Boisdale is a town in the Central Gippsland region of Victoria, Australia, located on Briagolong Road, north of Maffra, in the Shire of Wellington. At the 2016 census, Boisdale and the surrounding area had a population of 275. It is a small town in the heart of Gippsland's dairying distinct. Boisdale includes not only the town itself, but the area surrounding the town, comprising mostly dairy and vegetable farms. It is situated approximately 9 km north of the larger town of Maffra. Boisdale is 176 km east of Australia's second largest city, Melbourne, the capital of Victoria.

==History==
Boisdale was the run of pioneer grazier Lachlan Macalister and was named after the village on the island of South Uist in the Outer Hebrides, Scotland. In the 1840s and 1850s, Boisdale was the local headquarters of the Native Police in the Gippsland region. This force would set out from their barracks, patrol the area and conduct punitive raids on various clans of the Gunai people. Macalister's run, being the immediate area around the barracks, was one of the sites of mass aboriginal fatalities due to the Native Police.

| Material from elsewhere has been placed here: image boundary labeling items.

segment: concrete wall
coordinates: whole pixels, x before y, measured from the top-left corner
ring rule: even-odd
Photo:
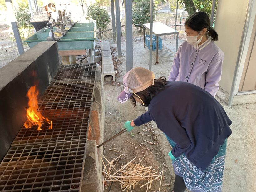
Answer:
[[[96,148],[96,146],[104,141],[105,103],[101,69],[97,67],[81,192],[102,191],[102,163],[100,157],[103,146]]]
[[[220,86],[229,93],[244,25],[248,0],[219,0],[214,29],[219,35],[216,44],[224,52],[225,59]]]
[[[44,42],[0,69],[0,162],[27,119],[28,89],[41,97],[60,66],[57,43]]]

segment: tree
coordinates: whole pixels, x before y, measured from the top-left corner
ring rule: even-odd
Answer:
[[[185,10],[188,12],[190,17],[196,12],[197,10],[199,10],[201,11],[205,12],[209,17],[211,16],[212,0],[176,0],[184,5]],[[217,0],[215,4],[214,17],[215,17],[217,4],[218,0]]]
[[[132,7],[132,23],[134,25],[142,25],[150,20],[150,0],[139,0]],[[156,6],[154,3],[153,7],[153,21],[156,18]],[[137,27],[139,31],[141,27]]]
[[[196,12],[193,0],[177,0],[177,1],[184,5],[185,11],[186,11],[190,17]]]
[[[109,16],[107,12],[97,5],[91,5],[88,7],[86,19],[90,20],[91,17],[96,20],[96,28],[101,31],[106,29],[109,23]]]

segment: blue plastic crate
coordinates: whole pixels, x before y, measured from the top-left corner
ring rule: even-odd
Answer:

Boisdale Post Office opened on 24 September 1889. From 1889, the Briagolong railway line ran through Boisdale, with a railway station in the town that existed primarily for freighting sugar beet and firewood. The line, and thus the railway station, closed in 1952. Boisdale has a primary school, Boisdale Consolidated School, a local post office, general store, mechanic, sporting facilities and the Boisdale Hall, which dates back over a century in age. The town in conjunction with neighbouring township Briagolong has an Australian Rules football team Boisdale-Briagolong competing in the East Gippsland Football League.